8. Confirm deletion/export workflows.
9. Document the business purpose.
10. Add the tool to the privacy notice if needed.

Common DPA Mistakes

• Signing a DPA but never configuring the product safely.
• Ignoring event properties and URL parameters that contain personal data.
• Assuming a US vendor's DPA resolves EU transfer risk automatically.
• Failing to review subprocessors.
• Keeping raw analytics data forever.
• Letting agencies add tools outside procurement.
• Treating all vendors as processors when some are independent controllers.

A DPA is not paperwork to file away. It is the operating manual for a data relationship. The more privacy-first your stack is, the easier that relationship is to explain, secure, and end cleanly.

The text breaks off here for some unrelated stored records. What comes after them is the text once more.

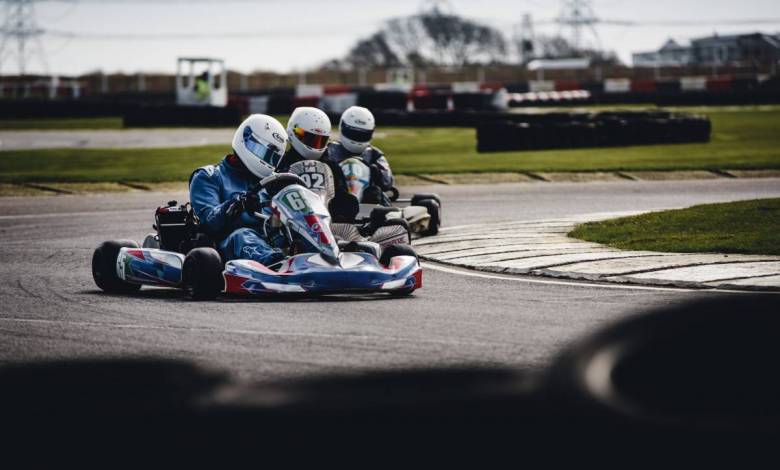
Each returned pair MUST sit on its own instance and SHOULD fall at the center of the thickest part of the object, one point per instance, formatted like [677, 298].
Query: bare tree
[430, 38]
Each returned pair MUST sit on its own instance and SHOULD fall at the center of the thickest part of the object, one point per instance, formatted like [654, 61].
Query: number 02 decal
[313, 180]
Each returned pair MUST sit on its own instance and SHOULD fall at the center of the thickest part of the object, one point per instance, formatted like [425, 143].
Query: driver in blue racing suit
[224, 196]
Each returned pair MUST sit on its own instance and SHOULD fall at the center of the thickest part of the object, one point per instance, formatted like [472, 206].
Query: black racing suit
[382, 176]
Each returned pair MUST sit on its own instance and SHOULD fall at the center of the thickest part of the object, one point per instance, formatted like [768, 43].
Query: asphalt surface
[51, 309]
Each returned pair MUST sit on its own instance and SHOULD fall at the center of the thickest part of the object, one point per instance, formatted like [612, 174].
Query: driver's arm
[205, 195]
[381, 168]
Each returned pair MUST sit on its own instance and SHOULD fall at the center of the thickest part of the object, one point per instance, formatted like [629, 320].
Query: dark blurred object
[182, 116]
[696, 379]
[584, 130]
[705, 366]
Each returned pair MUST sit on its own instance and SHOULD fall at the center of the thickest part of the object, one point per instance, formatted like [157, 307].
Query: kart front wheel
[392, 251]
[104, 267]
[202, 273]
[434, 209]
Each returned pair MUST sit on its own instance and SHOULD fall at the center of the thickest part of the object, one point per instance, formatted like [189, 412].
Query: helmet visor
[270, 154]
[310, 139]
[356, 134]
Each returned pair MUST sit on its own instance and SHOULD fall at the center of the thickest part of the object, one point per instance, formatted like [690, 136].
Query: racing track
[50, 308]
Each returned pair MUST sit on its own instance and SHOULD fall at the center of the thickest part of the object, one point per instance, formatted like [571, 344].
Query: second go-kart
[422, 211]
[182, 257]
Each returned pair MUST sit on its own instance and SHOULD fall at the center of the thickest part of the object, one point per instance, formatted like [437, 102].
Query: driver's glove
[250, 201]
[247, 201]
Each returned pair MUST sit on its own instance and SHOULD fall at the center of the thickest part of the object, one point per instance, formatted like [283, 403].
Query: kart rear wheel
[416, 198]
[104, 267]
[202, 273]
[434, 209]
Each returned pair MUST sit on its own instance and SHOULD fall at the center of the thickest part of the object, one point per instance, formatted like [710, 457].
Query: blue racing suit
[371, 156]
[213, 190]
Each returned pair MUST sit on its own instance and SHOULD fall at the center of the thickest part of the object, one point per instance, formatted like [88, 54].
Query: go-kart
[181, 256]
[422, 211]
[374, 225]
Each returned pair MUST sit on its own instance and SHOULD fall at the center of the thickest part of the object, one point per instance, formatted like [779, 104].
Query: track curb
[541, 248]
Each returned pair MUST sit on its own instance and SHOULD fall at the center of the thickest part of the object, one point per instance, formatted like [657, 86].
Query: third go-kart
[179, 255]
[422, 211]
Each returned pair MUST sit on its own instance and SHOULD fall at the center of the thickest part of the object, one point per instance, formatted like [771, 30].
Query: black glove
[251, 201]
[247, 201]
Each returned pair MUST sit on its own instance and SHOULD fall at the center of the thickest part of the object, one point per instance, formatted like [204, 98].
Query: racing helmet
[357, 128]
[260, 142]
[309, 130]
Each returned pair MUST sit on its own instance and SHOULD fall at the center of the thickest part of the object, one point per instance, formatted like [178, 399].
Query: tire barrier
[608, 129]
[383, 100]
[182, 116]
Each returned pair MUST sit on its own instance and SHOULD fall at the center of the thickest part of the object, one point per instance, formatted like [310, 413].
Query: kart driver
[356, 127]
[224, 196]
[309, 131]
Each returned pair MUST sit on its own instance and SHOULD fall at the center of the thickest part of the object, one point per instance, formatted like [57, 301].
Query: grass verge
[746, 227]
[742, 140]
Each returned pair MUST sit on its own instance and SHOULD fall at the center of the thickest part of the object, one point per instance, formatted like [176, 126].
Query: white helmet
[260, 142]
[309, 130]
[357, 128]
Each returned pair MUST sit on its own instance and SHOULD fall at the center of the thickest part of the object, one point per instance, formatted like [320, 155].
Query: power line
[21, 27]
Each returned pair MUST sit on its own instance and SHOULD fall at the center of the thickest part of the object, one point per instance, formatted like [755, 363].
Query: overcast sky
[291, 35]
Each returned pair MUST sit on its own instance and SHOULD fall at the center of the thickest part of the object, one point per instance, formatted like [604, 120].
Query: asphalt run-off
[51, 308]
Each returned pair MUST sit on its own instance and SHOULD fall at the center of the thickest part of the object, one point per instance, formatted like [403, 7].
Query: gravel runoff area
[542, 248]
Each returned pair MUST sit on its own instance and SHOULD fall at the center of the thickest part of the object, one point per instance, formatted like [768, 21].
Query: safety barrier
[582, 130]
[182, 116]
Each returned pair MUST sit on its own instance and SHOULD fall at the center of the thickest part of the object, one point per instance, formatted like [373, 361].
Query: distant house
[747, 49]
[670, 54]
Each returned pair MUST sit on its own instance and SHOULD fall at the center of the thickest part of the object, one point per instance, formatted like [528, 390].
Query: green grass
[61, 123]
[743, 138]
[748, 227]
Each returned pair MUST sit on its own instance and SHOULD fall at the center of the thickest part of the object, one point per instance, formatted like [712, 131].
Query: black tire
[104, 267]
[400, 222]
[419, 197]
[202, 273]
[434, 209]
[378, 215]
[396, 250]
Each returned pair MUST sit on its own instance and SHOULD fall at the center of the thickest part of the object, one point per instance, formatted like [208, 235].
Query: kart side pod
[150, 266]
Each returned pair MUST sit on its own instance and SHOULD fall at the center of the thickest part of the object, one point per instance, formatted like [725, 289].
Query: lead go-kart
[179, 255]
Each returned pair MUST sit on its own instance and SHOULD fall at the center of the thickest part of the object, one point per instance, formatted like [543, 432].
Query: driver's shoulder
[211, 172]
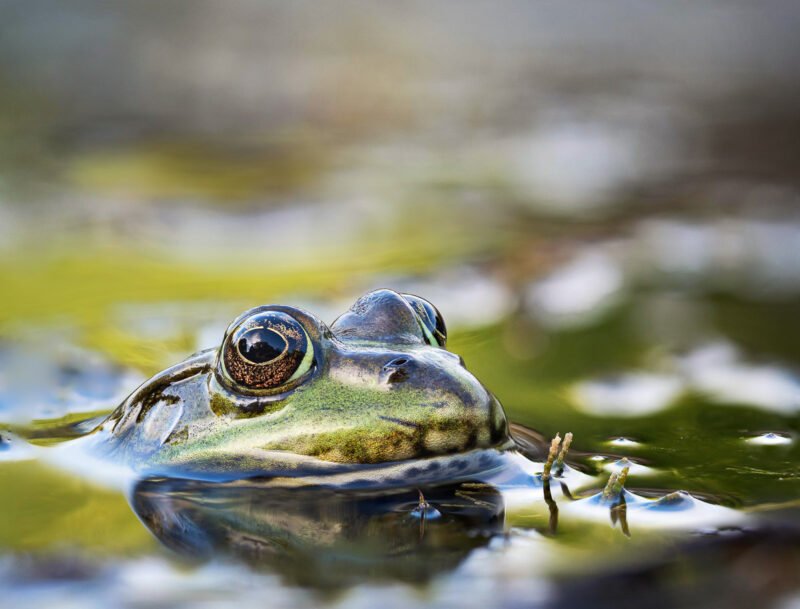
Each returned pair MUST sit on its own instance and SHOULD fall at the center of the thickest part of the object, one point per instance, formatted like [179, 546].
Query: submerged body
[373, 399]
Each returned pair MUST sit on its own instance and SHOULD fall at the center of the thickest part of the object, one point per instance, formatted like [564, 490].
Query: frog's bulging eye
[430, 320]
[268, 350]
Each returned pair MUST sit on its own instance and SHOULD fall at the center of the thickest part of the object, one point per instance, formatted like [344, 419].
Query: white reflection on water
[631, 394]
[577, 293]
[717, 371]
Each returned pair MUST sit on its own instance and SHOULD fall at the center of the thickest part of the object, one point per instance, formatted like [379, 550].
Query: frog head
[287, 395]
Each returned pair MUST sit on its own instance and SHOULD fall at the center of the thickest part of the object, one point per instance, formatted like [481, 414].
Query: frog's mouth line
[400, 421]
[285, 469]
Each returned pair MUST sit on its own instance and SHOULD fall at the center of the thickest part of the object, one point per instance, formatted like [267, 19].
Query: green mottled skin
[349, 411]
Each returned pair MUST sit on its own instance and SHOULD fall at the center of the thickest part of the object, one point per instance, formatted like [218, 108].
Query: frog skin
[374, 399]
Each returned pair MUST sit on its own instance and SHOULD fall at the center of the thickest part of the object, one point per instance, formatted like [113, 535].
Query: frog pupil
[261, 345]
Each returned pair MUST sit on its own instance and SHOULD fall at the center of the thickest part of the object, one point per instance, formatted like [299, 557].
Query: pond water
[603, 203]
[691, 390]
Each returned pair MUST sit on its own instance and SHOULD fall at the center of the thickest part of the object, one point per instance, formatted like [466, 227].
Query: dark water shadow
[322, 538]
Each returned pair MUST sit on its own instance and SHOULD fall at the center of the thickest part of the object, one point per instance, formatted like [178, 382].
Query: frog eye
[430, 320]
[268, 350]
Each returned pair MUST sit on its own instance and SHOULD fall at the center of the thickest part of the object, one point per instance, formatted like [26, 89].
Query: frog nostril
[395, 370]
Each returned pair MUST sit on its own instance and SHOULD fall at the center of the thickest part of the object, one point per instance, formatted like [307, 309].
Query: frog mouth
[284, 469]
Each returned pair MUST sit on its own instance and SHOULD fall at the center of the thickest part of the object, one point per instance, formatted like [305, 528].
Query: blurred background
[602, 199]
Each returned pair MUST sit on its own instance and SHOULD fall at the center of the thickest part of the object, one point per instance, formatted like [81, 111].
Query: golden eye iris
[266, 351]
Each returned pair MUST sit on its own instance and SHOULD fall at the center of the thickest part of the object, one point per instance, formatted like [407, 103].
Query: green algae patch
[49, 510]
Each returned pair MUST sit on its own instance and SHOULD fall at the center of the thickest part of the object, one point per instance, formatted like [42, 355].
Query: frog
[373, 400]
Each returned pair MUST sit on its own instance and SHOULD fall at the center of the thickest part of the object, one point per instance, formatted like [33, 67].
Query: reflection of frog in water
[374, 400]
[293, 430]
[323, 538]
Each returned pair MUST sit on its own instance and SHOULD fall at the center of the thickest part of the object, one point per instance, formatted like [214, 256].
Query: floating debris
[556, 455]
[559, 467]
[635, 468]
[770, 439]
[616, 483]
[424, 510]
[622, 441]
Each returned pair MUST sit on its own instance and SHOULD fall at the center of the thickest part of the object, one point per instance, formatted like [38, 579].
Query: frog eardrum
[267, 351]
[430, 320]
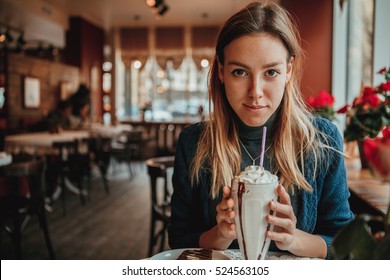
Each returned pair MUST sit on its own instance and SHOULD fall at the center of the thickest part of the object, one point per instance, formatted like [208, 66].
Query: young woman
[254, 81]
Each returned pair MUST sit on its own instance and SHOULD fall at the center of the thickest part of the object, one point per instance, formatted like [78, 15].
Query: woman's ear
[220, 71]
[290, 66]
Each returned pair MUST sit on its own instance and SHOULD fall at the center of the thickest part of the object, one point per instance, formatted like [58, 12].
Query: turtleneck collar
[246, 132]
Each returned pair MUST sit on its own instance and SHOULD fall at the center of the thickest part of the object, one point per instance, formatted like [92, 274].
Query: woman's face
[255, 73]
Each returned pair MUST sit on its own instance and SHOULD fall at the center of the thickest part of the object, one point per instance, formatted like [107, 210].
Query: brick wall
[51, 76]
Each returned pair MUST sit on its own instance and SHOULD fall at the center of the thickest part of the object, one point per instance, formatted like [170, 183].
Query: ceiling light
[153, 3]
[162, 10]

How to Review an Analytics DPA

For analytics vendors, compare the DPA against the actual event payload. A contract may say the processor follows instructions, but the implementation may still send full URLs, identifiers, IP addresses, search terms, or ad click IDs. The GDPR's Article 28 processor requirements are the baseline: documented instructions, confidentiality, security, subprocessor controls, assistance with rights, deletion or return, audits, and clear liability boundaries.

Ask five practical questions. Can the vendor use data for its own product, benchmarking, advertising, or AI training? Where is data hosted and which subprocessors can access it? How quickly can data be deleted after termination? Are support and engineering logs covered by the same terms? Does the DPA match the public privacy notice and security page? If the answer depends on a sales promise, get it into the contract or reduce the data sent. A privacy-first analytics vendor should make this review shorter because the service is built around limited, purpose-specific data instead of broad behavioral profiles.

DPA Review Checklist

Compare the DPA with the actual analytics payload. The contract should cover documented instructions, confidentiality, security, subprocessors, international transfers, assistance with rights, deletion or return, audit rights, and incident notice, but those clauses only help if the implementation avoids unnecessary personal data.

Before signing, test whether full URLs, query strings, IP addresses, IDs, form values, or campaign parameters could expose personal data. If a vendor can reuse data for advertising, benchmarking, AI training, or unrelated product improvement, get the role and limits clear in writing or reduce the data sent.